The county’s top prosecutor, who backed away last week from two of his most criticized directives, including one that eliminated the option of trying juveniles as adults for serious crimes, said in a statement Sunday that he became aware after Hannah Tubbs’ sentencing about “extremely troubling statements she made about her case, the resolution of it and the young girl that she harmed.”
“While for most people, several years of jail time is adequate, it may not be for Ms. Tubbs,” Gascón said of the 26-year-old defendant who was 17 at the time of the 2014 attack in Palmdale. Tubbs’ case was handled in juvenile court as a result of a directive the district attorney issued the day he was sworn into office.
He noted that the defendant was arrested years after the crime “rather than the usual case, where a child is arrested close in time to their crime” and that Tubbs had “several charges in other counties after the juvenile offense but never received any services, which both her past behavior and that subsequent to her arrest demonstrates she clearly needs.”
“If we knew about her disregard for the harm she caused, we would have handled this case differently. The complex issues and facts of her particular case were unusual and I should have treated them that way. This change in policy will allow us the space to do that moving forward,” the district attorney said in his statement.
Gascón vowed in his December 2020 directive that the District Attorney’s Office would “immediately END the practice of sending youths to the adult court system.” But he abruptly changed his position on that with a series of memos Friday to office staff, including one in which he noted that “in exceptional circumstances, criminal jurisdiction may be appropriate for youth offenders” and that juveniles may be selectively transferred to the adult court system in the “most egregious cases that warrant a state prison Commitment.”
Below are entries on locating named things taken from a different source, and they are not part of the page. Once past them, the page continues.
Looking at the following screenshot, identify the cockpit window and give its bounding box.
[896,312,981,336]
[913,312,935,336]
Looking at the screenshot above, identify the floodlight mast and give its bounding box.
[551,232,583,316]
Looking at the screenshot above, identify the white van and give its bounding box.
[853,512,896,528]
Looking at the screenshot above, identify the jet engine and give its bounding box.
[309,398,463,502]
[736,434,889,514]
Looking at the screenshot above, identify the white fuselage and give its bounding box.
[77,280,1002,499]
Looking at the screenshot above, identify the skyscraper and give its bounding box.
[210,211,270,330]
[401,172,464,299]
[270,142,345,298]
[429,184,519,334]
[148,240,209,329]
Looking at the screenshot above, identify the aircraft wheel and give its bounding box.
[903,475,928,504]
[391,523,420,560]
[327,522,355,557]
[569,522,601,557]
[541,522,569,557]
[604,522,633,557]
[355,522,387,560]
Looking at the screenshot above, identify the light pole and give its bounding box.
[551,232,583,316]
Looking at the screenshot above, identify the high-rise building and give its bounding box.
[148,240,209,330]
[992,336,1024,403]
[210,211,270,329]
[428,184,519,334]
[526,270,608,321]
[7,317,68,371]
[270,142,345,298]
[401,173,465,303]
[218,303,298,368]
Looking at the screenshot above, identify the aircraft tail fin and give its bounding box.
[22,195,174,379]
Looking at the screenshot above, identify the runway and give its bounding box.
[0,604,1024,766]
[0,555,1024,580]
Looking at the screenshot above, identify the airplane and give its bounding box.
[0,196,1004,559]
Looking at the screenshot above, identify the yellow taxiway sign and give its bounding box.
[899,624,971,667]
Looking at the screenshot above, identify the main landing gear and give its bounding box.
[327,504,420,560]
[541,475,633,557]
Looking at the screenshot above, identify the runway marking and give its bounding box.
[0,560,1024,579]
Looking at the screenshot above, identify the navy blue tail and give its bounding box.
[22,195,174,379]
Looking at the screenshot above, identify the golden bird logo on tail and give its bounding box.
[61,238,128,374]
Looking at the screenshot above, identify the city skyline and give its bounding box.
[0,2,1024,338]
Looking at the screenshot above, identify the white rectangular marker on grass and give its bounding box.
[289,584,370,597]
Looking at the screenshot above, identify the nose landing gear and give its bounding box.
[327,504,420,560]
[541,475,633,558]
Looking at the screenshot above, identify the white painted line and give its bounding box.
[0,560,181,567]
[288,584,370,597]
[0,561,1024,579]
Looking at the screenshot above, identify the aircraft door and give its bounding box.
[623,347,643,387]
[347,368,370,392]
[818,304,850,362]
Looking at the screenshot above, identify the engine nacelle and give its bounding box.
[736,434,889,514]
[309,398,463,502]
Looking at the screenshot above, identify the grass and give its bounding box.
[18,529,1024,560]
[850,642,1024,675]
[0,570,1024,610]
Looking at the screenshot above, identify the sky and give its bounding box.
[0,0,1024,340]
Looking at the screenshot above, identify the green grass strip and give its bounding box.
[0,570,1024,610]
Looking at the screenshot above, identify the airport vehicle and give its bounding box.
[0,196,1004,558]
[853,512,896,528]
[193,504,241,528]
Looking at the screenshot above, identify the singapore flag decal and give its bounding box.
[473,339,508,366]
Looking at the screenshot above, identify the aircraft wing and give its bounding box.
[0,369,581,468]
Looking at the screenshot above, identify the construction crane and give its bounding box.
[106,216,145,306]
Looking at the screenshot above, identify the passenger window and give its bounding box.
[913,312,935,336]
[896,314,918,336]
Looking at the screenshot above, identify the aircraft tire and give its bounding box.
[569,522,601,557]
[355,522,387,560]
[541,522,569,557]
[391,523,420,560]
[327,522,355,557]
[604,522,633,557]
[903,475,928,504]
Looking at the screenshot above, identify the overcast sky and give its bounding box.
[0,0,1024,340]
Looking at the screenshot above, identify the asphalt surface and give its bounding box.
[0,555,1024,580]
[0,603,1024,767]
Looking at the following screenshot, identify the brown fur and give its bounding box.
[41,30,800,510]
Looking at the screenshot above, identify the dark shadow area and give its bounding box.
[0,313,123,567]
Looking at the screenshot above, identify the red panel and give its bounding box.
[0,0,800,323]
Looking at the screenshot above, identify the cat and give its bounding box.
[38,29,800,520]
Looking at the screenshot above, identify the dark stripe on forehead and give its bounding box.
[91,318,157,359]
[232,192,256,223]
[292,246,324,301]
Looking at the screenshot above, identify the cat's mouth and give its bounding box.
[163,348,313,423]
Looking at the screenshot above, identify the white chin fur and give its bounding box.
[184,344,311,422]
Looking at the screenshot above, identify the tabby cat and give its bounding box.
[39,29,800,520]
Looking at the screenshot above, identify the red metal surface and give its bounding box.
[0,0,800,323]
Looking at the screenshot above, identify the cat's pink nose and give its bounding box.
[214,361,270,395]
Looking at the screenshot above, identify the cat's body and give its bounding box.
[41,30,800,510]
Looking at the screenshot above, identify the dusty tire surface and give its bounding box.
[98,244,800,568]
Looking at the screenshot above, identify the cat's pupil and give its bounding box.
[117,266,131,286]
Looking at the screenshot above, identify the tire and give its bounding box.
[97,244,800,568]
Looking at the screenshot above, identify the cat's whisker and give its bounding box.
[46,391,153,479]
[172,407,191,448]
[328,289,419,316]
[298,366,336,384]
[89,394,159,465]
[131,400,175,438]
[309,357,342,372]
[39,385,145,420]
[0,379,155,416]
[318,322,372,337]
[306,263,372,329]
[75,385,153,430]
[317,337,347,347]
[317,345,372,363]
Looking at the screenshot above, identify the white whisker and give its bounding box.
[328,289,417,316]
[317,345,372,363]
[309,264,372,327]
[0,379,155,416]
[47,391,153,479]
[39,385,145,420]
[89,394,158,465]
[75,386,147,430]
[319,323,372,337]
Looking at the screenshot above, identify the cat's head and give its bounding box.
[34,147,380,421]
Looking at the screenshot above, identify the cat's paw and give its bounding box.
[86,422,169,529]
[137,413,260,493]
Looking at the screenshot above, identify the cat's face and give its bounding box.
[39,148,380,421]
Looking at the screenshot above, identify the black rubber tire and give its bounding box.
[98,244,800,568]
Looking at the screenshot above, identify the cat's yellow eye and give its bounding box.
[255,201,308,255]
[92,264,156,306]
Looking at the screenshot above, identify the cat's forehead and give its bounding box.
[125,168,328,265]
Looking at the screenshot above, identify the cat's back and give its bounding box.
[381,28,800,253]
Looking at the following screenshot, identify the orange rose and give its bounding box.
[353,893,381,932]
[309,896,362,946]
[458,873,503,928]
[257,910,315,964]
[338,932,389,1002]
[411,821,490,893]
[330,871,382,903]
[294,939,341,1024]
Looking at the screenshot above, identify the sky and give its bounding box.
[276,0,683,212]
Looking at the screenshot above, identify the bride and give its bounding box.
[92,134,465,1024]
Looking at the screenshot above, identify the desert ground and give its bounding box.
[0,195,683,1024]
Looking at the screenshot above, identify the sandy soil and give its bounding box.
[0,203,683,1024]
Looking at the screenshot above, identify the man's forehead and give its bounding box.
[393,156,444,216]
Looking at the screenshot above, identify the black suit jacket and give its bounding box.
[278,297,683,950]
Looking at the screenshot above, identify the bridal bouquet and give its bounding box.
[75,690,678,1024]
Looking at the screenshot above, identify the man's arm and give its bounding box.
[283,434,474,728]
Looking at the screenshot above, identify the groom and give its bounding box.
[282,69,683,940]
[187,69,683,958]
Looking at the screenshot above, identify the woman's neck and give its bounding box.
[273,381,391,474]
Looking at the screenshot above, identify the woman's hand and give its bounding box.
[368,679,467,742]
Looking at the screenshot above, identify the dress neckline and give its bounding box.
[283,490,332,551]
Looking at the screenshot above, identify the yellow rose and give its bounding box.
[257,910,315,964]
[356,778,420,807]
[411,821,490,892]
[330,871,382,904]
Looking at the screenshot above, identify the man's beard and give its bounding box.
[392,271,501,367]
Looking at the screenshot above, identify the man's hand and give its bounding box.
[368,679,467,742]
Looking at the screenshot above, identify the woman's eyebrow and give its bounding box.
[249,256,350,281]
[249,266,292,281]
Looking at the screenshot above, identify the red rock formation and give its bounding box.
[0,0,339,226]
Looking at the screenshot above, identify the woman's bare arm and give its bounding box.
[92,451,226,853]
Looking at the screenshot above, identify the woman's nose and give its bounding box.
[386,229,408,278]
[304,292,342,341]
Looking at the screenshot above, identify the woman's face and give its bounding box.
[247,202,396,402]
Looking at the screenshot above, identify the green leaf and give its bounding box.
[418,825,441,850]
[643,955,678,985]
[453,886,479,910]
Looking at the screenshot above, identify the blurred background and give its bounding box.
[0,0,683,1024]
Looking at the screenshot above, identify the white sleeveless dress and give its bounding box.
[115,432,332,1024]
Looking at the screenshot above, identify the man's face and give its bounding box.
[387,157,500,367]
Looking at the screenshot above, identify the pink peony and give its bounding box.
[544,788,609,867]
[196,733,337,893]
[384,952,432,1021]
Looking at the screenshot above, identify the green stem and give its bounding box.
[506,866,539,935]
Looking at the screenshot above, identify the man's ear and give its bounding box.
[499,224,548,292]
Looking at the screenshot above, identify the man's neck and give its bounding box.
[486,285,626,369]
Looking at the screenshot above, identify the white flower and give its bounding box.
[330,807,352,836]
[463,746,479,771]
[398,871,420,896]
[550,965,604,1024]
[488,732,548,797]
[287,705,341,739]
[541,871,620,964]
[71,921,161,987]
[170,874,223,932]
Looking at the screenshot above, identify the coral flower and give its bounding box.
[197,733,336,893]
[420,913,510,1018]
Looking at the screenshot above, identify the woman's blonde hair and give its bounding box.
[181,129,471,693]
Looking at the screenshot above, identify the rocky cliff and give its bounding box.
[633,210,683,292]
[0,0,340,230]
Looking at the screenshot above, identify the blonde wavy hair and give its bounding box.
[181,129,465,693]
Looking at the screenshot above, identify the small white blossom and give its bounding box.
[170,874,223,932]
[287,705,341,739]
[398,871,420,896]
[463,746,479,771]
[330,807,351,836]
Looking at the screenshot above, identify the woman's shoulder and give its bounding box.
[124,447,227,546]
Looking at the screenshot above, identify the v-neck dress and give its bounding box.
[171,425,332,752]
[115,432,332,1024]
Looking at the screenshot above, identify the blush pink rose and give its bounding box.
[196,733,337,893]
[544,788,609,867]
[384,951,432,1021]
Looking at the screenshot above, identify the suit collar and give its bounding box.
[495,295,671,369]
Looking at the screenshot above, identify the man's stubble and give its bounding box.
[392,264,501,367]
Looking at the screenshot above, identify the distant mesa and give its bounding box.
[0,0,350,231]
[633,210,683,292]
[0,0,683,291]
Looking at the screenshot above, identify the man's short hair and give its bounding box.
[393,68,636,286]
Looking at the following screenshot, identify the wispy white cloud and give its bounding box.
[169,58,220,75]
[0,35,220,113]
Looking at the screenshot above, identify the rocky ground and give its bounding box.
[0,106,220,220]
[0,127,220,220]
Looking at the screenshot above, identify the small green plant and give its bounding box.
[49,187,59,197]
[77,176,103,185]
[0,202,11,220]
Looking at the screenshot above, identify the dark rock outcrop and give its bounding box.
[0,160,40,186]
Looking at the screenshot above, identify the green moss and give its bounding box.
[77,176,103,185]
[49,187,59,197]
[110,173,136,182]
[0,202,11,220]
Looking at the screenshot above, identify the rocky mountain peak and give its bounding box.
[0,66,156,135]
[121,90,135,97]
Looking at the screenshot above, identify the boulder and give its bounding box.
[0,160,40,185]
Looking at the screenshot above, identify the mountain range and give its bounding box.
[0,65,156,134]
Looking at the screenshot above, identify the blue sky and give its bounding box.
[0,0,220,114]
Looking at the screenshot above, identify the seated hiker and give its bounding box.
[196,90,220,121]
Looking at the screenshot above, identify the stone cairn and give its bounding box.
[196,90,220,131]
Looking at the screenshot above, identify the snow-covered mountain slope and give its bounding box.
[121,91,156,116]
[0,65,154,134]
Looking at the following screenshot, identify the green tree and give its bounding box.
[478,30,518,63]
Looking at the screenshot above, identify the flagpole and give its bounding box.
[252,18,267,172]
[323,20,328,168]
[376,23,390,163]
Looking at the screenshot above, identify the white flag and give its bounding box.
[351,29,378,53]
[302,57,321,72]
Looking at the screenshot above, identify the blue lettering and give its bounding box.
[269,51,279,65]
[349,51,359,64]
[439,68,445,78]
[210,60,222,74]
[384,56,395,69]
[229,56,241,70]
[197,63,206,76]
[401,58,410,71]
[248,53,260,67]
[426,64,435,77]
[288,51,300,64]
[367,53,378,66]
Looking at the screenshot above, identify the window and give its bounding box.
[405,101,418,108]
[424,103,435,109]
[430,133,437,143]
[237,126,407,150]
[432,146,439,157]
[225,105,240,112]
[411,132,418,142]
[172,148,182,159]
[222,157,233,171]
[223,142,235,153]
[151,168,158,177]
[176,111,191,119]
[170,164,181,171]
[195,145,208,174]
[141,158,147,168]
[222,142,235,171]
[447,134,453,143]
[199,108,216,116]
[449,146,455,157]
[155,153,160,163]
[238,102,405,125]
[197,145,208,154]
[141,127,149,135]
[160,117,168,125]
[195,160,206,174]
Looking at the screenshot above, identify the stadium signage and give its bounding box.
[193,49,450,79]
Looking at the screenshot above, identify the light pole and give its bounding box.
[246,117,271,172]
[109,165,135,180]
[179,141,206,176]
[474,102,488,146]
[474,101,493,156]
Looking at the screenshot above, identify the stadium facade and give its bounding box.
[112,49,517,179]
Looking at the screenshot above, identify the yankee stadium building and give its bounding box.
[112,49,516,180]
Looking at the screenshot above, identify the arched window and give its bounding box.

Supervisor Kathryn Barger called the outcome of Tubbs’ case “unsatisfactory,” saying in a Jan. 27 statement that the judge’s hands were “tied … due to the fact that the DA’s office failed to file a motion to transfer Tubbs to adult criminal court, which is where she rightly belongs.”
The policy changes come as the county’s top prosecutor has come under fire from families of some crime victims, as well as Los Angeles County Sheriff Alex Villanueva, and some prosecutors from his own office.